C言語でセミコロンを使わずに「Tutorials Point」を出力するプログラムの作成方法
この記事では、C言語においてセミコロン(;)を一切使わずに「Tutorials Point」という文字列を出力するプログラムの書き方を解説します。
C言語では、文の終わりにセミコロンを付けるのが基本ルールです。通常、printf関数による出力も、文末にセミコロンがあって初めて実行されます。では、セミコロンなしで文字列を出力するにはどうすればよいのでしょうか?
その鍵となるのが、printf関数の戻り値です。printf関数は、実際に出力された文字数(整数)を返り値として返します。この仕様を利用することで、セミコロンを使わずに文字列を出力できます。
printf関数の構文
int printf(const char *format, ...)
printf関数は可変個の引数を受け取ることができ、第1引数には出力したい文字列を指定します。そして戻り値として、出力した文字の総数を整数で返します。

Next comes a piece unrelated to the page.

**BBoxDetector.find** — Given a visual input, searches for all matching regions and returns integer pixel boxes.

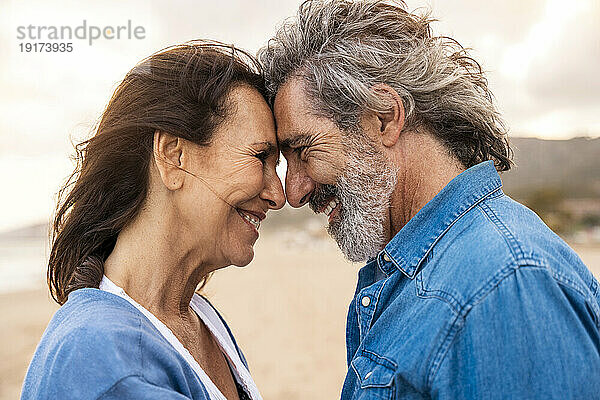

この性質を活かし、条件分岐やループの条件式の中でprintf関数を呼び出すことで、セミコロンなしでも文字列を出力できるのです。具体的には、if文・switch文・whileループ・マクロの4つの方法があります。それぞれ順番に見ていきましょう。
方法1:if文を使う
if文の条件式の中でprintf関数を呼び出します。printfは出力に成功すると0以外の値を返すため、「!」演算子で反転すると条件は偽となり、空のブロックだけが実行されます。
サンプルコード
#include<stdio.h>
int main(){
if (!printf("Tutorials Point") )
{ }
}実行結果
Tutorials Point
方法2:switch文を使う
switch文の判定式の中でprintf関数を呼び出す方法です。こちらも同様に、条件評価の時点で文字列が出力されます。
サンプルコード
#include<stdio.h>
int main(){
switch (!printf("Tutorials Point") )
{ }
}実行結果
Tutorials Point
方法3:whileループを使う
while文の条件式の中でprintf関数を呼び出します。1回目の条件評価時に文字列が出力され、その後ループ本体の空ブロックが一度だけ実行されます。
サンプルコード
#include<stdio.h>
int main(){
while(!printf("Tutorials Point") )
{ }
}実行結果
Tutorials Point
方法4:マクロを使う
#defineディレクティブでprintf関数の呼び出しをマクロとして定義し、それをif文の条件式内で使用する方法です。マクロ定義自体にはセミコロンが不要なため、この手法も成立します。
サンプルコード
#include<stdio.h>
#define printstr printf("Tutorials Point")
int main(){
if (!printstr)
{ }
}実行結果
Tutorials Point
まとめ
セミコロンなしで文字列を出力するポイントは、printf関数の戻り値を条件式として利用することです。if文、switch文、whileループ、マクロのいずれの方法でも、条件式が評価されるタイミングでprintfが実行され、文字列が出力されます。これはC言語の関数の戻り値と制御構造の仕組みを深く理解するのに役立つ、興味深いテクニックと言えるでしょう。